Understanding Kubernetes Readiness Probes and Host Configuration

Today, I'd like to share an interesting learning experience I had with Kubernetes and service configuration. It was a journey of discovery that provided me with valuable insights about readiness probes in Kubernetes, and the importance of correctly setting the host for your application in a microservices environment.

The Problem

One fine day, while working on a Kubernetes deployment, I noticed an alarming error message being consistently reported:

Warning  Unhealthy  118s (x21 over 3m33s)  kubelet  Readiness probe failed: Get "http://10.52.1.198:5000/api/v1/db/": dial tcp 10.52.1.198:5000: connect: connection refused

This indicated that the readiness probe in my Kubernetes Pod was failing.

The Readiness Probe

Just to familiarize some readers, a readiness probe is used by Kubernetes to determine when a Pod is ready to accept traffic. A readiness probe can fail for several reasons. It might be due to the application not running, the startup time being greater than the initialDelaySeconds parameter, a networking issue, incorrect or inaccessible port, incorrect probe path, or resource limitations. Therefore, troubleshooting this issue involved running down this list to understand the exact issue.

The Diagnosis and Solution

In my case, after a bit of fiddling around, I found that my application was starting up on 127.0.0.1. And there was the problem - which may not seem very obvious without a deeper understanding of network interfaces and their settings!

Clarifying the Host Mystery

Let's backtrack a little and discuss about the host settings like 127.0.0.1 and 0.0.0.0. In networking, 127.0.0.1 is the loopback address, also known as localhost. This IP is used when a program needs to connect to a server running on the same machine as it is. It does not listen for requests from the external network. But when you are running applications inside Docker (or specifically Kubernetes which uses Docker), the container itself is considered an isolated “machine”.

This is where 0.0.0.0 comes into picture. 0.0.0.0 specifies all IPv4 addresses on the local machine. If a host has two IP addresses, 192.168.1.1 and 10.1.2.1, and the host runs a server which listens on 0.0.0.0, then the server will be reachable at both of those IPs. Thus, when your app is running inside Docker and is listening on 0.0.0.0, it will accept connections on every network interface of the container.

When I made my application listen on 0.0.0.0:5000 instead of 127.0.0.1:5000, it meant that the application was now capable of accepting connections on all network interfaces within the container, including from outside the container. Therefore, readiness probe coming from the Kubernetes scheduler to check if the application is up and running could now execute successfully.

I confirmed this by checking back on my error logs and seeing no probe failures. I also confirmed that my application was working correctly and was able to handle incoming traffic, thus verifying the solution.

Setting the Host IP

Setting the host IP to 0.0.0.0 while launching the app with uvicorn was as simple as executing:

uvicorn main:app --host 0.0.0.0 --port 5000

Deep Dive into the Problem

Now that we have the problem solved, let's deep dive for a moment and understand why the app worked locally but failed when deployed in Kubernetes.

When we run an application in our local system and we set it to listen on 127.0.0.1, it means that the application will accept connections from the same machine.
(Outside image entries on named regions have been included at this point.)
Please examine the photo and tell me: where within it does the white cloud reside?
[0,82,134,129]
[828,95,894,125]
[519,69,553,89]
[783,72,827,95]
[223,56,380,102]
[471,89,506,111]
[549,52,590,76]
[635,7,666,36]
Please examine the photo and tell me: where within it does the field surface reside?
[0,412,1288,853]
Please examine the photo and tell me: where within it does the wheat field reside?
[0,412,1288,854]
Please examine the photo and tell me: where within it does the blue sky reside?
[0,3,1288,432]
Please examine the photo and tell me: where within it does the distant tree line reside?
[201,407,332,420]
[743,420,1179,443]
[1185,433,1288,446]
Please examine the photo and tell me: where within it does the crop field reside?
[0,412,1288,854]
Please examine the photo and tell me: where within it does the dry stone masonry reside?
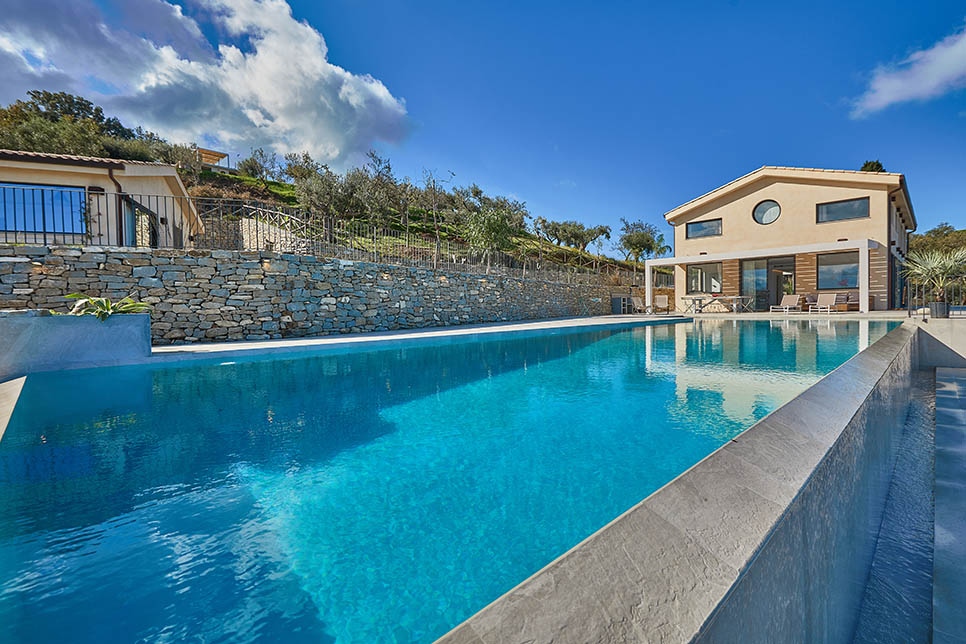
[0,245,610,344]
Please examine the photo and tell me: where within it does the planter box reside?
[0,311,151,382]
[929,302,949,318]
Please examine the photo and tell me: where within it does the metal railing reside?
[0,183,673,288]
[905,276,966,319]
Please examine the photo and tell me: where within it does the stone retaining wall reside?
[0,245,627,344]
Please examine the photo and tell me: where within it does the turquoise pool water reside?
[0,320,892,642]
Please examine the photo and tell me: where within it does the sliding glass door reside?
[741,257,795,311]
[741,259,769,311]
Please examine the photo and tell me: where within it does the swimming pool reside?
[0,320,893,642]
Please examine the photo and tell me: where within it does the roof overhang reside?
[644,239,882,268]
[664,166,916,230]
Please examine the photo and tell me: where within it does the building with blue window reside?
[0,150,204,248]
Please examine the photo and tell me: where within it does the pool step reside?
[932,368,966,644]
[853,370,935,644]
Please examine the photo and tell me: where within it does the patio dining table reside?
[681,295,754,313]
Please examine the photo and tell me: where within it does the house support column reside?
[644,262,654,311]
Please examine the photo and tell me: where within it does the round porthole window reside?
[751,199,782,224]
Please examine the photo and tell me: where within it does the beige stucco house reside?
[0,150,204,248]
[646,166,916,311]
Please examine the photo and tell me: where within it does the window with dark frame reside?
[686,262,721,295]
[815,197,869,224]
[684,219,721,239]
[0,182,87,234]
[818,250,859,291]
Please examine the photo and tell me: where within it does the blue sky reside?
[0,0,966,249]
[292,0,966,242]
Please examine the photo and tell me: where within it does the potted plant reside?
[902,248,966,318]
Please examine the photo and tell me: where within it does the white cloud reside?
[852,27,966,118]
[0,0,408,168]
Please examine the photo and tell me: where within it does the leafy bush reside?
[66,293,151,322]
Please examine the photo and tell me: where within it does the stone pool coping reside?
[439,323,918,644]
[146,315,693,363]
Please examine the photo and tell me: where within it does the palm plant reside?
[902,248,966,302]
[65,293,151,322]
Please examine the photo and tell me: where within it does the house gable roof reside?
[0,150,174,170]
[664,165,916,230]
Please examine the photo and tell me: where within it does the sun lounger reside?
[769,295,802,313]
[808,293,836,313]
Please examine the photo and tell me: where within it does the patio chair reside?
[808,293,836,313]
[651,295,671,315]
[768,295,802,313]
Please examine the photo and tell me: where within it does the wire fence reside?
[0,183,673,288]
[905,275,966,319]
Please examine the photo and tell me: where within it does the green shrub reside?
[66,293,151,322]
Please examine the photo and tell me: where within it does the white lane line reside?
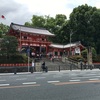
[69,80,80,82]
[0,84,10,86]
[16,78,27,80]
[22,82,36,85]
[47,81,60,83]
[0,80,6,82]
[53,76,62,78]
[9,76,19,78]
[36,77,46,79]
[89,78,99,81]
[72,76,100,79]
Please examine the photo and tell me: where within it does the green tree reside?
[0,36,18,59]
[0,23,9,38]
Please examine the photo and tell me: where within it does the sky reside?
[0,0,100,25]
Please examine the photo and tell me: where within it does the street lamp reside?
[70,31,73,56]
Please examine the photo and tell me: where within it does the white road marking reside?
[53,76,62,78]
[69,80,80,82]
[36,77,46,79]
[0,80,6,82]
[89,78,99,81]
[47,81,60,83]
[9,76,19,78]
[72,76,100,79]
[16,78,27,80]
[0,84,10,86]
[22,82,36,85]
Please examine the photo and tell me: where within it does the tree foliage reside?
[0,36,18,58]
[25,4,100,54]
[0,23,9,38]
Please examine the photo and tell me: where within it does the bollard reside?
[70,65,72,71]
[59,66,60,72]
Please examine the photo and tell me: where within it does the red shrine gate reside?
[9,23,54,55]
[9,23,85,57]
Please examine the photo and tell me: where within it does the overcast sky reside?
[0,0,100,25]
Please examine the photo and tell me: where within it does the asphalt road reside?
[0,69,100,100]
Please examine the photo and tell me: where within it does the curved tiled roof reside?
[50,42,84,49]
[10,23,54,36]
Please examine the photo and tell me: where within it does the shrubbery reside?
[0,54,27,64]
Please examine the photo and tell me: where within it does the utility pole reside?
[70,31,73,56]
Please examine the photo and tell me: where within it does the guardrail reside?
[0,63,32,67]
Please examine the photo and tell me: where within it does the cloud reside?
[0,0,100,25]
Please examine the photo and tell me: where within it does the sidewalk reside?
[0,69,100,76]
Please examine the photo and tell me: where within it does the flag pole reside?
[28,52,30,72]
[20,26,21,52]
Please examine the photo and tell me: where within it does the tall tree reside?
[70,4,97,49]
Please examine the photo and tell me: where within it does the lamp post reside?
[70,31,73,56]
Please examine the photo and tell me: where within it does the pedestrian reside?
[80,61,83,70]
[30,61,35,73]
[42,61,45,71]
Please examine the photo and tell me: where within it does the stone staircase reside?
[41,58,78,71]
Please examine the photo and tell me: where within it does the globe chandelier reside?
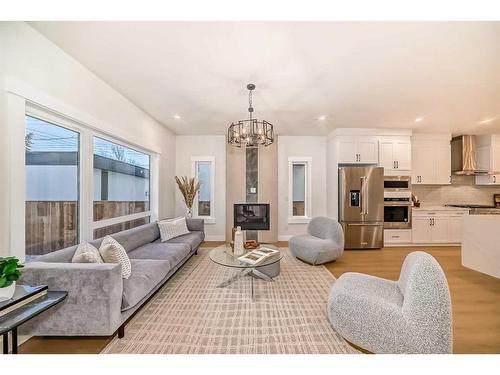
[227,83,274,148]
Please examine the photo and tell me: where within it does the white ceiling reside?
[31,22,500,135]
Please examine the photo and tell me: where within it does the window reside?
[24,116,80,257]
[21,106,157,259]
[292,164,306,216]
[288,157,312,223]
[93,137,151,238]
[191,156,215,223]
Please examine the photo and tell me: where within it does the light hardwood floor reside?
[326,247,500,353]
[19,242,500,353]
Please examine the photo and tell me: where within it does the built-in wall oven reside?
[384,176,411,229]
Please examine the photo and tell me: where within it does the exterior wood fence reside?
[25,201,149,255]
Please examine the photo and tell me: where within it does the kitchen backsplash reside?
[412,176,500,205]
For all intents and purposes, this worked fine in a local development environment since both the application and the client making requests to it (via browser, Postman, etc) were on the same machine.

However, in a Kubernetes environment, the scenario changes. Inside a Kubernetes cluster, different applications reside in their own containers and possibly their own pods, each of which are like separate isolated machines. Consequently, an application listening on localhost is not reachable from another pod or even another container in the same pod.

For an application to be reachable from another container, the application needs to listen on a network interface that is connected to a network common to both containers. In most cases, setting the application to listen to 0.0.0.0 does the job. Technically speaking, the 0.0.0.0 IP address refers to all available network interfaces on the host system.

Conclusion

Getting a Kubernetes deployment to work correctly involves understanding various components, from containerization, networking interfaces to probes. It's an iterative process to check one element at a time to diagnose the problem.

This journey gave me a better insight into network interfaces in the context of a containerized application. I understood that an application listening on localhost (or 127.0.0.1) cannot serve traffic originating from outside of its host (in this case, the container).

My key takeaway from this is to consider and understand the environment in which the code is going to run, especially when we are deploying into different stages (like development, testing, and production). Even seemingly small details such as on which IP a service listens can make a significant difference.